Other potential approaches to use biodosimetry methods for solving clinical tasks are under active development. A strong international support is needed in this area and as such, this topic has appeared as a focus of interest of the International Atomic Energy Agency. Practical implementation of the research along with strengthening the international scientific cooperation in this area take place in the framework of the CRP E3.50.10 MEDBIODOSE (2017--2023).

Radiation sterilization in tissue banking

The general purpose of tissue banks is to provide safe and effective allografts for transplantation, e.g., musculoskeletal allografts used for reconstructive surgery in orthopaedics or traumatology. Sterilisation of tissue allografts is strongly recommended to minimize the hazard of bacterial or viral contamination and thus infectious disease transmission.  

Ionizing radiation can be effectively used to sterilize tissue allografts on a large scale. Radiation sterilisation can be applied when antibiotics or heat sterilisation would cause unacceptable changes to products.  

Special studies were initiated by the IAEA to find and validate the optimal dose for sterilisation of various tissue types, providing graft sterility without compromising tissue allograft integrity or biological function for clinical applications. 

Clinical Radiobiology

Experimental findings coupled to data of respective clinical trials revealed the mechanisms of cell death and survival of tumours and normal tissues in response to radiation exposure.
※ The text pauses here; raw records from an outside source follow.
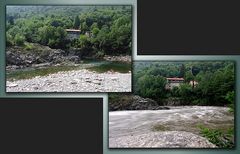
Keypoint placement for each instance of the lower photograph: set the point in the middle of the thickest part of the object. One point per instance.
(183, 104)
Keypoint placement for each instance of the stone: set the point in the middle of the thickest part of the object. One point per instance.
(12, 85)
(164, 139)
(73, 82)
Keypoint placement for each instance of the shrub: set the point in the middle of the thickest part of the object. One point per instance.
(19, 39)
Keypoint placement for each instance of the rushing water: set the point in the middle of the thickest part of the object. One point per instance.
(182, 118)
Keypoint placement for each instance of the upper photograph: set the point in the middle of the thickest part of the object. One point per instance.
(69, 48)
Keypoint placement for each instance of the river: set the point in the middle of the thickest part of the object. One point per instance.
(181, 118)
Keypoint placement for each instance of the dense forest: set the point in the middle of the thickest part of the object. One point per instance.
(104, 30)
(214, 82)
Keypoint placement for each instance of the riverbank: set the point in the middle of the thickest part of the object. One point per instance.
(81, 80)
(126, 127)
That allowed to generate a comprehensive formalism explaining the dose response and fractionation effect peculiarities for therapeutic radiation beams of different quality in regard of tumour growth suppression and normal tissue tolerance. 
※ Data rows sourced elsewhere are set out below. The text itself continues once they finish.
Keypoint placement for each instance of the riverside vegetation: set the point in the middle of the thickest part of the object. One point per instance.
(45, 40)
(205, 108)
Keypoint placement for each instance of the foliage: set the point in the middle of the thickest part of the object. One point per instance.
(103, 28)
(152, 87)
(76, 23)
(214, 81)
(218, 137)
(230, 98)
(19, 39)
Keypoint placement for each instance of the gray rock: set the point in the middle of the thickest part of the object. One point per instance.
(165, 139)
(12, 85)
A popular concept postulates that success or failure of standard clinical radiation treatment is determined by “the 4 R’s of radiobiology”: repair of DNA damage, redistribution of cells in the cell cycle, repopulation, and reoxygenation of hypoxic tumour areas. 

Clinical radiobiology provides the basis for current approaches to the improvement of radiotherapy including novel fractionation schemes, retreatment, IMRT, modification of hypoxia, hadron therapy, combined radiotherapy / chemotherapy, and biological modifiers of tumour and normal tissue effects. 

An important part of modern clinical radiobiology is development and validation of biomarkers – various biochemical or cellular parameters, by which clinicians can obtain prognostic or predictive information regarding tumour’s intrinsic radiosensitivity or its response to treatment, as well as regarding ongoing radiation damage in normal tissues or expected late side effects. This helps to make a right choice between different treatment options and allows to personalize radiation dosing, in trying to gain maximum possible therapeutic benefit whilst avoiding radiation-induced toxicity in patients.

Educational Resources for Radiobiology

Nowadays the study of radiobiology is important for gaining proper qualification as a radiation oncologist. In low and middle income (LMI) countries serious efforts on teaching in radiobiology are especially needed, considering the obvious deficit in knowledge of this subject.  

The IAEA offers a Handbook on Radiobiology for teachers and students. The training slide series in Radiation Biology provides further lecture material to support this course.